My youngest is finishing her sophomore year, and we’re recognizing the first signs of collegiate recruiting season beginning. Having gone through college recruiting with both older kids, we know what’s ahead. College recruiting begins when kids start high school and coaches start to keep watch. But it kicks into high gear late spring of sophomore year and through junior year of high school. Colleges mail info, talk to their high school and club coaches and watch. Typically the best college coaches gather at high level tournaments and championships so they can view as many of the best athletes as possible at one event. They’ll scan results and know where to be looking. So what can you do to help your child be “seen” by the best schools?
- First, read the article on finding the right college match for your student-athlete. Know what kind of college or university, what level athletics your child is best suited to pursue.
- Don’t invest in services that claim to dish your child up to college coaches. College coaches, those I know and in all our experience, don’t need them and don’t use them, so you paying for videos and profiling is not a smart use of your resources.
- Check out the web sites of schools that are interesting, look at the rosters of the sports team to see how your child would fit in terms of talent level. If your child would be a genuine contributor on the team, fill out the student-athlete recruit questionnaire. Coaches will start watching to size up the athlete if they weren’t already on their watch list.
- Look for your child to participate in as high a level of competition as they can compete. If they are especially talented, but the high school team isn’t that great, seek a club team that can develop their skill and competes at least at a regional level, and at the national level.
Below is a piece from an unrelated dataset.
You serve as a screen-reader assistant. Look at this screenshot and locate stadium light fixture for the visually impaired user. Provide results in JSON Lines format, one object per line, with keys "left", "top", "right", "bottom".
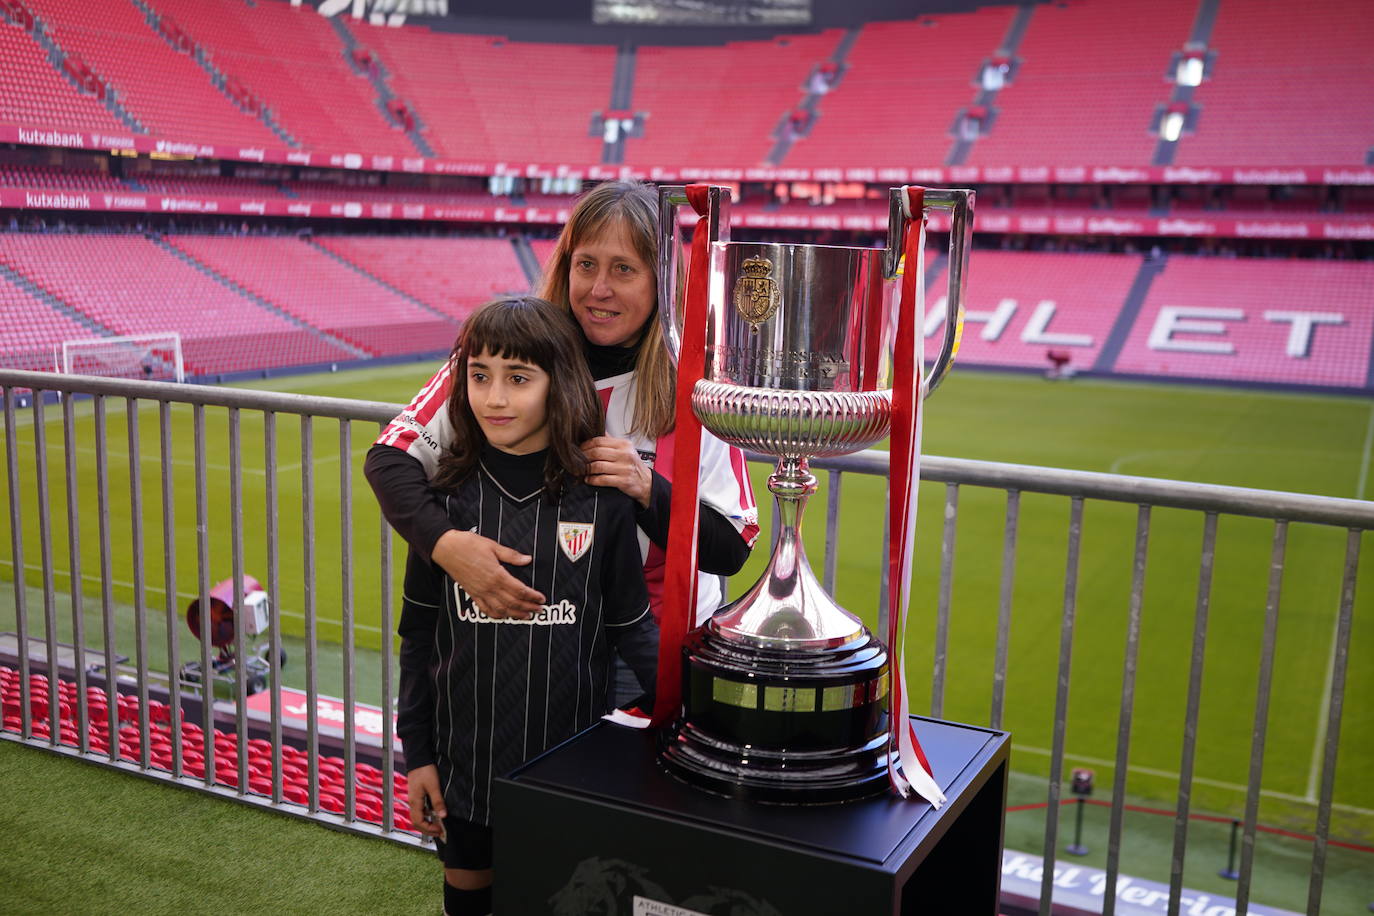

- Look to make showcase teams. These are select teams or club teams, at professional training centers, that are put together, coached and taken to showcase tournaments and events where college coaches do show up in droves, hungry to watch top talent. Baseball is definitely one of those sports where this is key. If you’re going to invest, this is where to do it if they can earn a spot on a team. It has the potential to put your child in front of hundreds of coaches. This is a smart investment if you’re good enough to earn a spot on one of these teams.
- Be careful of your expectations. Landing a full-scholarship is extremely rare. 35%, 55% is much more realistic for many sports. Full scholarships do exist, but your child will have to be a game-changer and huge contributor to team/school program in order to land a big scholarship. There will also be pressure to perform, like being hired for a job, so help your child understand the responsibility and ensure their focus for college athletics matches the expectations of the scholarship and intensity of the program.